I don’t exactly remember how is that I got into SEO, but this was my starting point in the world of marketing. Once again, since I was completely new to the field, I decided to audit the first three courses of this specialization at Coursera.
Introduction to Search Engine Optimization - I liked this course a lot because it not only gives you a summary of the best practices in SEO, but also explains the history and evolution of SEO, and it even gives you an overview of the careers that you can pursue if you want to focus on SEO. I wouldn’t recommend this course if you are only interested in the practical aspects of SEO.
Search Engine Optimization Fundamentals - In this course, you will learn how search engine algorithms work, that knowledge will allow you to identify key elements for creating an effective SEO strategy. This is a very practical course, covering on page SEO, off-page SEO, technical SEO, consumer psychology and search behavior, keyword theory, and keyword research.
Optimizing a Website for Search - A great course that will teach you how to perform an SEO audit, and how to present your findings and recommendations. The most useful skill I learned in this course was how to perform a keyword competitive analysis.
Moz builds tools that make SEO, inbound marketing, link building and content marketing easy. They have an extensive list of resources about SEO (and other marketing topics) in their blog section. My favorites are the Whiteboard Fridays, short video lessons on relevant SEO/marketing topics.
Here you’ll find courses that teach the fundamentals of many of the widely known Google tools (AdWords, DoubleClick, Google Analytics, etc.).

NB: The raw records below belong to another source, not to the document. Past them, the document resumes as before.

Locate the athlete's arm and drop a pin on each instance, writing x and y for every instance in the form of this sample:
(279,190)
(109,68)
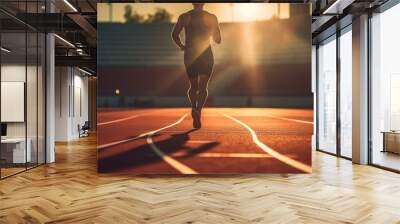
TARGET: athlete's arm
(216,32)
(176,31)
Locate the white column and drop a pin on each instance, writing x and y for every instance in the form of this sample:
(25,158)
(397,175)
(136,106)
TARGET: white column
(50,93)
(360,90)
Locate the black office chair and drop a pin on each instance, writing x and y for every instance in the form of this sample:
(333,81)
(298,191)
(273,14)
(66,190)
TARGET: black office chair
(84,130)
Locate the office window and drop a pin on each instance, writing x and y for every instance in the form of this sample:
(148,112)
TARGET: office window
(327,95)
(385,88)
(346,93)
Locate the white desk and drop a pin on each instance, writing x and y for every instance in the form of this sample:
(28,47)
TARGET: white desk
(16,147)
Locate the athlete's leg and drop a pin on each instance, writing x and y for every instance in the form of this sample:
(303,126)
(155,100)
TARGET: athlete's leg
(192,91)
(203,91)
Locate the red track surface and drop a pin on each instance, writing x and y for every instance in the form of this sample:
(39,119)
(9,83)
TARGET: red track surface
(220,146)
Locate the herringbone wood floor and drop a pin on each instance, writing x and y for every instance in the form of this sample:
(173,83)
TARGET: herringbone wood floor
(71,191)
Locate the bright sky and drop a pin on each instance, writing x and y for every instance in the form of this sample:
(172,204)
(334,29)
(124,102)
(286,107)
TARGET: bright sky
(226,12)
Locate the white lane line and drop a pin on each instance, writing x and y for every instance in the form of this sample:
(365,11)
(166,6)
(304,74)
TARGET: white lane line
(118,120)
(291,162)
(290,119)
(198,142)
(141,135)
(174,163)
(224,155)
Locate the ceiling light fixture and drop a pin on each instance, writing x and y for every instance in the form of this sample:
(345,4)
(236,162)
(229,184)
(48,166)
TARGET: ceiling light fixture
(84,71)
(70,5)
(64,40)
(337,7)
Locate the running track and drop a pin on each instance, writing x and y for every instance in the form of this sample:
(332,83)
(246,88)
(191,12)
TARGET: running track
(239,140)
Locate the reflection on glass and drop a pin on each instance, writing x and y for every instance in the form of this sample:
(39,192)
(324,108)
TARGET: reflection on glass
(386,89)
(346,94)
(14,153)
(327,96)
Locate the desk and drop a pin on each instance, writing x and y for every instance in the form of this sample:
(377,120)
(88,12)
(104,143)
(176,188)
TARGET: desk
(391,141)
(13,150)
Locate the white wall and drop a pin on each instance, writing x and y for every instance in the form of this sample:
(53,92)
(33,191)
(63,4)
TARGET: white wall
(71,94)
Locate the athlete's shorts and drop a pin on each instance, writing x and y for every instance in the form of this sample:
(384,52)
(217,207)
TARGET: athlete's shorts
(199,65)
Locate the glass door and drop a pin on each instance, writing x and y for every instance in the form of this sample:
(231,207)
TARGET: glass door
(326,95)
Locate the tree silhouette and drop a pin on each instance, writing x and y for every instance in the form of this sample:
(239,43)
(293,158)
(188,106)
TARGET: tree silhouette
(160,16)
(132,17)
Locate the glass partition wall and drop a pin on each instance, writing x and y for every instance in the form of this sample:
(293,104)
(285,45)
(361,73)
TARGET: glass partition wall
(385,89)
(22,87)
(326,55)
(334,93)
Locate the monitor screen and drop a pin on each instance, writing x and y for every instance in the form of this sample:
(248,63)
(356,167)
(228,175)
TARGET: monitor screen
(3,129)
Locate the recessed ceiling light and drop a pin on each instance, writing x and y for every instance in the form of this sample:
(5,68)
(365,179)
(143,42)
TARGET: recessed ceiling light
(5,50)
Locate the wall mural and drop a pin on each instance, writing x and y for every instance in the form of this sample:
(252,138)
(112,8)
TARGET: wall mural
(204,88)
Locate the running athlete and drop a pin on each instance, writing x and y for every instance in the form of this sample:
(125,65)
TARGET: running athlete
(199,26)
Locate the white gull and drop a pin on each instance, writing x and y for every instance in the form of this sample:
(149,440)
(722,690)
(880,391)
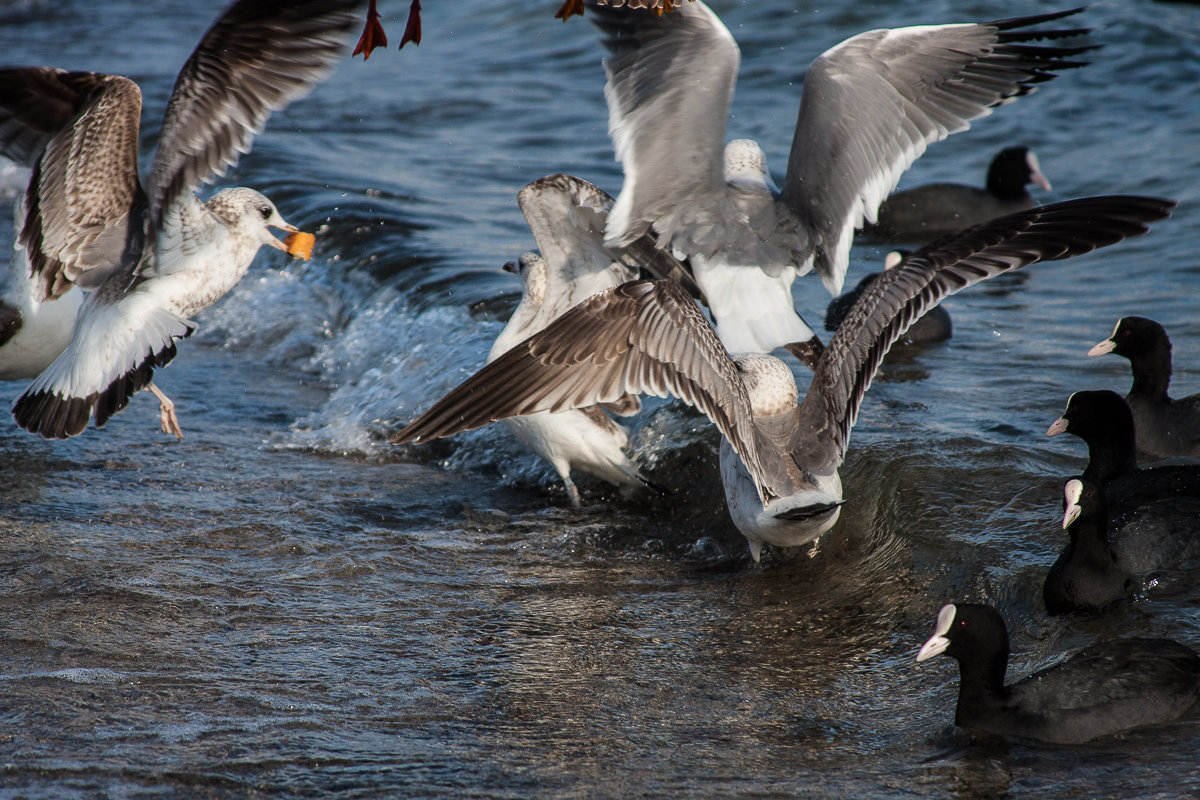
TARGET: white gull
(869,108)
(567,216)
(153,257)
(780,456)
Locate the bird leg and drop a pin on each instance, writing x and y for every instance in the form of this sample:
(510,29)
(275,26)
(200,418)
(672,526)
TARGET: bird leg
(167,408)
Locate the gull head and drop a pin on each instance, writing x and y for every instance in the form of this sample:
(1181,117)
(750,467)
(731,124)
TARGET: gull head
(251,214)
(745,166)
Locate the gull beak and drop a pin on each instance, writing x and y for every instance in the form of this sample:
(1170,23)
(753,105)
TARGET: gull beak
(276,221)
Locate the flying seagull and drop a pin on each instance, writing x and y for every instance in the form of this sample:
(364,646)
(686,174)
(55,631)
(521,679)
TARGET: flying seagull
(155,254)
(779,456)
(869,108)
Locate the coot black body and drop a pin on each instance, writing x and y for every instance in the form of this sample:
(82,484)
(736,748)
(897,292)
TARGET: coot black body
(1104,689)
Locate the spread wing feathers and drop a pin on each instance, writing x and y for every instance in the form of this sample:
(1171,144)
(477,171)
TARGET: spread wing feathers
(256,59)
(873,103)
(670,80)
(79,133)
(567,216)
(900,295)
(112,356)
(643,337)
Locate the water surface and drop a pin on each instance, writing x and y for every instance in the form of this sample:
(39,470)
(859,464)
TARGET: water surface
(283,605)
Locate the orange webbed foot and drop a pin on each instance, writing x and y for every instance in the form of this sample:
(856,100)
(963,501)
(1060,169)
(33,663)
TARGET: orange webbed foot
(372,34)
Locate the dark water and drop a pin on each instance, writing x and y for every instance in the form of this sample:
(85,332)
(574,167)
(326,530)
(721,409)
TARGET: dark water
(282,605)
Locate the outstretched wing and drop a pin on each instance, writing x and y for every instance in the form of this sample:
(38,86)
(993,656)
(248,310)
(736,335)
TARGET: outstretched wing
(670,82)
(903,294)
(643,337)
(873,104)
(79,133)
(256,59)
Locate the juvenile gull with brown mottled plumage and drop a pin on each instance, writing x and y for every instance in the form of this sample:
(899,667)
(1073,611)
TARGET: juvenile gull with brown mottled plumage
(159,254)
(780,456)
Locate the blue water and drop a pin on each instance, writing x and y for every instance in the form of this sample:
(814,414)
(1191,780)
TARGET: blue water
(283,605)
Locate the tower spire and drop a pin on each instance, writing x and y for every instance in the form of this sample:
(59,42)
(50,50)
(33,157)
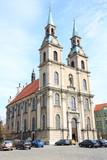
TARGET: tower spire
(75,33)
(50,20)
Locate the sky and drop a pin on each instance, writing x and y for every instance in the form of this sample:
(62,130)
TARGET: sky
(22,24)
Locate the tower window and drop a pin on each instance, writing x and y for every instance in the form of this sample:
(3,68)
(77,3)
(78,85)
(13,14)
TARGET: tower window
(78,43)
(52,31)
(82,65)
(55,56)
(72,64)
(44,122)
(84,85)
(44,79)
(56,78)
(57,100)
(86,104)
(44,56)
(57,121)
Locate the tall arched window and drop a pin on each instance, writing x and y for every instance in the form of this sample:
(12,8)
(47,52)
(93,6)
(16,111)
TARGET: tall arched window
(57,100)
(55,56)
(82,65)
(86,104)
(88,123)
(56,78)
(72,102)
(25,125)
(72,64)
(84,85)
(33,123)
(44,56)
(57,121)
(44,79)
(44,122)
(17,126)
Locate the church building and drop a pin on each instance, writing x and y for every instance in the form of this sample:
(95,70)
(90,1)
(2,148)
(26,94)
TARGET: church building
(58,105)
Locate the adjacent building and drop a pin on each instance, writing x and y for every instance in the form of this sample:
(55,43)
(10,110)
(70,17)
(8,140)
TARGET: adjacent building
(101,120)
(58,105)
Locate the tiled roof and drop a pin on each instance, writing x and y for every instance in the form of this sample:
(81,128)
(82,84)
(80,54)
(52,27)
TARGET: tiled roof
(99,106)
(28,90)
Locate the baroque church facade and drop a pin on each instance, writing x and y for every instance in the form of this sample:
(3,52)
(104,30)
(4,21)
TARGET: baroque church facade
(58,105)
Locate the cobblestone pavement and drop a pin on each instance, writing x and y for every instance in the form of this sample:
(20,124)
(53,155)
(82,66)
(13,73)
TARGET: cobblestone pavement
(56,153)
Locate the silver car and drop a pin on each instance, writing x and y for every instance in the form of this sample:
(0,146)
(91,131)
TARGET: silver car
(6,145)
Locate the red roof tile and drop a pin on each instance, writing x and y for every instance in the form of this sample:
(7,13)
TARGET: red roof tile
(99,106)
(28,90)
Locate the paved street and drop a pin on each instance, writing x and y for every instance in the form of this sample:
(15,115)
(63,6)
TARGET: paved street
(56,153)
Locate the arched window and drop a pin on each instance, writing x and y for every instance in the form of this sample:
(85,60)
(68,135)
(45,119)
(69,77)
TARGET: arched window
(88,123)
(33,123)
(82,65)
(86,104)
(17,126)
(44,122)
(25,107)
(71,79)
(57,121)
(56,78)
(52,31)
(34,104)
(44,100)
(57,100)
(84,85)
(25,125)
(44,56)
(72,102)
(78,43)
(44,79)
(72,64)
(55,56)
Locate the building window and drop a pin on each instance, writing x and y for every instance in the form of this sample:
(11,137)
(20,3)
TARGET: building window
(25,125)
(88,123)
(34,104)
(71,79)
(44,56)
(17,126)
(72,103)
(44,79)
(57,121)
(55,56)
(86,104)
(72,64)
(33,123)
(82,65)
(56,78)
(13,109)
(84,85)
(57,100)
(44,100)
(18,110)
(44,122)
(26,107)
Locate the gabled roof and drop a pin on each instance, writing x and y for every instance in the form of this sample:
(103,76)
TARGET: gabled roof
(98,107)
(27,91)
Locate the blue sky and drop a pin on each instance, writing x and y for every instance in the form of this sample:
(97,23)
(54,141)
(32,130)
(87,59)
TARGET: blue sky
(22,25)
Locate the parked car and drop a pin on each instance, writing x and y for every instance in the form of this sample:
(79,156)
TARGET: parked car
(6,145)
(102,142)
(23,145)
(37,143)
(63,142)
(73,142)
(89,143)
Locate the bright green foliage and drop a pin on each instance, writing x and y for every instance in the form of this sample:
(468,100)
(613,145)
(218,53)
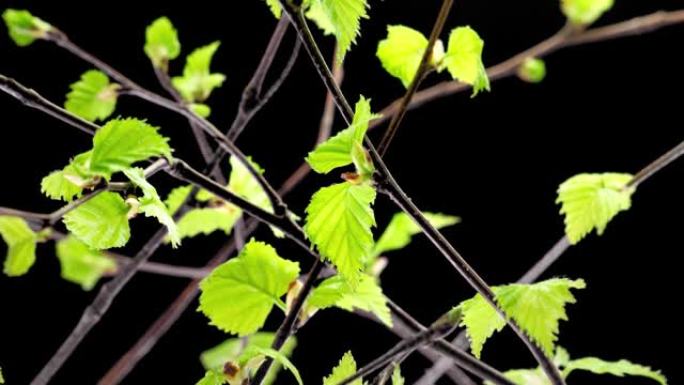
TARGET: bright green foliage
(93,97)
(537,308)
(58,185)
(101,222)
(345,368)
(397,378)
(463,58)
(401,228)
(232,350)
(368,296)
(337,151)
(401,52)
(82,265)
(590,201)
(339,220)
(585,12)
(151,205)
(122,142)
(197,81)
(25,28)
(161,42)
(532,70)
(345,17)
(21,245)
(238,295)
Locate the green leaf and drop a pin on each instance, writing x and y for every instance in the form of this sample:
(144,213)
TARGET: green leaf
(21,245)
(232,350)
(339,220)
(532,70)
(82,265)
(463,58)
(58,185)
(25,28)
(619,368)
(197,81)
(401,52)
(537,308)
(93,97)
(345,368)
(337,151)
(590,201)
(367,296)
(122,142)
(238,295)
(585,12)
(401,228)
(161,42)
(151,204)
(345,16)
(101,222)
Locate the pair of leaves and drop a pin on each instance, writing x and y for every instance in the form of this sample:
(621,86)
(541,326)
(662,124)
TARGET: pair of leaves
(537,308)
(594,365)
(402,51)
(21,245)
(336,291)
(23,27)
(590,201)
(238,295)
(82,265)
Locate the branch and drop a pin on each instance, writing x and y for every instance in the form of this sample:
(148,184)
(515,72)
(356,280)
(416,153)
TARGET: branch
(386,183)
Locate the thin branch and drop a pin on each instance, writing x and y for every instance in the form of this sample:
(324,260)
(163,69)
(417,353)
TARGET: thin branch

Google analytics is a free web analytics service offered by Google. If are into data analysis, and just stepping into the marketing field, this is an incredibly powerful tool that you want to have. First, because it covers a tremendous amount of data about your website traffic and details on your visitors. E-commerce performance data, user behavior, traffic by channel, etc., just imagine the number of analysis that you could perform! Second, because you can immediately apply the insights obtained to strengthen your marketing and business development strategies and improve performance.
A short free course that will teach you how to save and manage different versions of your code projects. Codeacademy focuses on the practice, so here you’ll learn how to use Git by doing.
Codeacademy courses are generally short and to the point. When I was moving my website to Jekyll, I had to re-learn how to deploy a static site to the Internet. This is the course I took to refresh my mind.
This is the place where I get (almost) all the resources to make my Jekyll website work.